ISTANBUL (Reuters) - One of Turkey’s two drill ships in the eastern Mediterranean has completed operations in Karpaz, off the northeastern coast of Cyprus, Turkish Energy Minister Fatih Donmez said on Friday.
EU member Cyprus and Turkey have argued for years regarding the ownership of fossil fuels in the eastern Mediterranean, where Ankara says Turkish Cypriots are entitled to a share of the resources. Ankara has dispatched two drill ships and an exploration vessel to the region.
In an interview with broadcaster NTV, Donmez said the ship, Yavuz, is currently in port in Turkey’s Mediterranean coastal province of Mersin and will depart for a new location in coming weeks.
“The Yavuz ship has finished drilling in Karpaz. The data there is being evaluated,” he said. “The ship is waiting in Mersin’s Tasucu port for preparations, supply and checks for the next operation.”
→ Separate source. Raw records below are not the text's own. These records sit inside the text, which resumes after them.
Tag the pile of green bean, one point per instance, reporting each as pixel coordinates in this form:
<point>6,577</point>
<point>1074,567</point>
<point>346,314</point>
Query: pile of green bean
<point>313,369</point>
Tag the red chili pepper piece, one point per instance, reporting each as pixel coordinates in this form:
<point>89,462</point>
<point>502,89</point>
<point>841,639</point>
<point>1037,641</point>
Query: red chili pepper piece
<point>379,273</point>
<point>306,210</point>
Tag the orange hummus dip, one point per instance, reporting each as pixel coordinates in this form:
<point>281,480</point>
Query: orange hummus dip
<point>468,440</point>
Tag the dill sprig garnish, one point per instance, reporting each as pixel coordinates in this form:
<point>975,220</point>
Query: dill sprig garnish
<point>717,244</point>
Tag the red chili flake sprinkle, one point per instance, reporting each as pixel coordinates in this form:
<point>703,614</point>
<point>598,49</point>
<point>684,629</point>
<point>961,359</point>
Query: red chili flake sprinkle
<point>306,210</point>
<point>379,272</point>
The second ship, Fatih, is continuing operations west of Cyprus, Donmez said.
Natural gas discoveries in the eastern Mediterranean in the past decade have made the region a viable alternative energy source for Europe, but also exposed long-simmering disputes between neighbours jostling for rights over resources.
Turkey rejects agreements the internationally recognised Cypriot government has reached with other Mediterranean states on maritime economic zones. Ankara’s operations in the region have drawn criticism from its Western allies.
Cyprus was divided in 1974 after a Turkish invasion triggered by a brief, Greek-inspired coup. Several peacemaking efforts have failed and the discovery of offshore resources in the eastern Mediterranean has complicated the negotiations.